Myers recorded an additional 17 tracks in 2003; including the 11 earlier tracks, the CD has a total 28 songs.

This recording is important because this is the first time many of these songs have been officially documented, according to Myers, who has checked with Jewish libraries and museums across the world.

“There are not many people left alive,” said Marc A. Cohen ’85, a member of Harvard Hillel’s Board of Directors. “Those that survived are few and far between, so this sort of thing would have been just lost.”

When tracks from the new CD were played during the brunch, Gold mouthed along with his own, younger voice. When Myers played the song Gold’s father used to sing during passover, Gold continued to sing even after the track had finished.
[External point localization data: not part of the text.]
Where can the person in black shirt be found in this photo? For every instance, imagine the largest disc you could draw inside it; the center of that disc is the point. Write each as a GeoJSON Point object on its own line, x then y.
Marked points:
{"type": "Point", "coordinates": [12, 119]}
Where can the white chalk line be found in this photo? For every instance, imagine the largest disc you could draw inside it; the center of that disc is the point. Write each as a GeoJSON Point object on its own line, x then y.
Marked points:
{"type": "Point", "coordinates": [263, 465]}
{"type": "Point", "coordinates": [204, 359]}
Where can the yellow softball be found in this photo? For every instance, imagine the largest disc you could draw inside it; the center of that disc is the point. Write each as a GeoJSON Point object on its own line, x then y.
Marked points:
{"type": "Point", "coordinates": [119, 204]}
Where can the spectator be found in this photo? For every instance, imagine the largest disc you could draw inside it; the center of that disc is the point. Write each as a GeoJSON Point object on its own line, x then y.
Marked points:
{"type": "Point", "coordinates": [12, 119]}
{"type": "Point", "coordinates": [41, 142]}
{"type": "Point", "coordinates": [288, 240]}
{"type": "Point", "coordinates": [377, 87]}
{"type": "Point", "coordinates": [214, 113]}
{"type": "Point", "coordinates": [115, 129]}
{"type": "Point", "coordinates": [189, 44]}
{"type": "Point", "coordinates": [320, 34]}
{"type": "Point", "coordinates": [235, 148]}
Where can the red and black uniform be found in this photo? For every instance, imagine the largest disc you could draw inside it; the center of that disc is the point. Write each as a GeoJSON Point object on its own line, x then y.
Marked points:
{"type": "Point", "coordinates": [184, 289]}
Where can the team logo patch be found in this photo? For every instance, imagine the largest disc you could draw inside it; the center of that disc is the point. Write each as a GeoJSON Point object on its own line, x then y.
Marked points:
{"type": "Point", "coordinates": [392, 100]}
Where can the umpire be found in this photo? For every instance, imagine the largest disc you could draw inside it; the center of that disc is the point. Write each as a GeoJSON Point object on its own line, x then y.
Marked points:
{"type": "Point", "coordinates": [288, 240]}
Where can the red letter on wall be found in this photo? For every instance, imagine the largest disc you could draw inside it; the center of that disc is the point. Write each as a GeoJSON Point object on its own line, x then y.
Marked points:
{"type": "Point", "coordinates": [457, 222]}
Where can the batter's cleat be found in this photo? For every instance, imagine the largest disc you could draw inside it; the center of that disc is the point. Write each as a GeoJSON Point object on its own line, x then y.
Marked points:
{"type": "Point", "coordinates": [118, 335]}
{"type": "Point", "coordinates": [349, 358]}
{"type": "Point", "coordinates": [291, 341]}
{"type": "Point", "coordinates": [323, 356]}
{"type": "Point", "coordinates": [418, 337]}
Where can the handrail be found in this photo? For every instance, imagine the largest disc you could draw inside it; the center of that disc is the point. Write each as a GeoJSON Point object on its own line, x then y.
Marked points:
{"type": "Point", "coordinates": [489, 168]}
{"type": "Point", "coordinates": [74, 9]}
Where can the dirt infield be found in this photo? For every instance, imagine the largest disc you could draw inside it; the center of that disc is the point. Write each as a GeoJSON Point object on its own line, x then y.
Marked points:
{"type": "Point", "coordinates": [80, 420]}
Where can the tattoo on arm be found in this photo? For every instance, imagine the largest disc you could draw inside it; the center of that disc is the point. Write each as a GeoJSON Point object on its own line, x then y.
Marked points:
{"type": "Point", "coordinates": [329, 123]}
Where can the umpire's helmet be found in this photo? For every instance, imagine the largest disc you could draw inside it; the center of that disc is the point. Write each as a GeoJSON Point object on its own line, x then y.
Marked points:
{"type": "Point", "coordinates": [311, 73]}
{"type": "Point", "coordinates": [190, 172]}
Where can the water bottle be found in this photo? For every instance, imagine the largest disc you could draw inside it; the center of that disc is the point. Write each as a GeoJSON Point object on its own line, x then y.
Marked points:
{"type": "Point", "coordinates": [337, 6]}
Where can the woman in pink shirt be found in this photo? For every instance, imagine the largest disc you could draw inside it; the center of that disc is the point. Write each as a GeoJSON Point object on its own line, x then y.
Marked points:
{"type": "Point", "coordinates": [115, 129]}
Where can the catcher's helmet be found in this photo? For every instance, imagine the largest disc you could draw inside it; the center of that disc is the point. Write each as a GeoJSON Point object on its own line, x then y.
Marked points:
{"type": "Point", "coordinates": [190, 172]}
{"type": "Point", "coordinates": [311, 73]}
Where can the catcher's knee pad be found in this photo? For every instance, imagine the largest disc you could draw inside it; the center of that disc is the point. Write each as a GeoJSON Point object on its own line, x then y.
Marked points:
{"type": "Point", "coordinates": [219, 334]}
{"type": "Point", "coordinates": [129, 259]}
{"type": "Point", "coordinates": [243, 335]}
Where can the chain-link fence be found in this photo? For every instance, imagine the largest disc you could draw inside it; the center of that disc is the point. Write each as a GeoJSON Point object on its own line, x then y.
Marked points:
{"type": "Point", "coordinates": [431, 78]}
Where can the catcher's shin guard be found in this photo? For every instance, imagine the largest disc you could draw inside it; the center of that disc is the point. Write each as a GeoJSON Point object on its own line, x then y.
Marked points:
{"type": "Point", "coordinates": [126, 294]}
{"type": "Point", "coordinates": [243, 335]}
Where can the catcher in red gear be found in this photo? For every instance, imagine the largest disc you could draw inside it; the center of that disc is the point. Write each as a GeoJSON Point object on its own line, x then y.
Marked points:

He couldn’t remember whether his father had composed the song, and if he hadn’t, Rabbi Gold said, “he may as well have.”

“You can’t tell now because his voice...well—he’s close to 90 years old,” Cohen said. “But you got a taste of it from the recording.”

Myers hopes to take this CD to talks and presentations in order to share and archive the songs in libraries in the United States, Israel and other Jewish History museums around the world.

—Staff writer Virginia R. Marshall can be reached at virginiarosemarshall@college.harvard.edu.

This article has been revised to reflect the following correction:

CORRECTION: Oct. 20

An earlier version of this article misspelled the name of Jane Myers ’70, who produced a CD by Rabbi Ben-Zion Gold.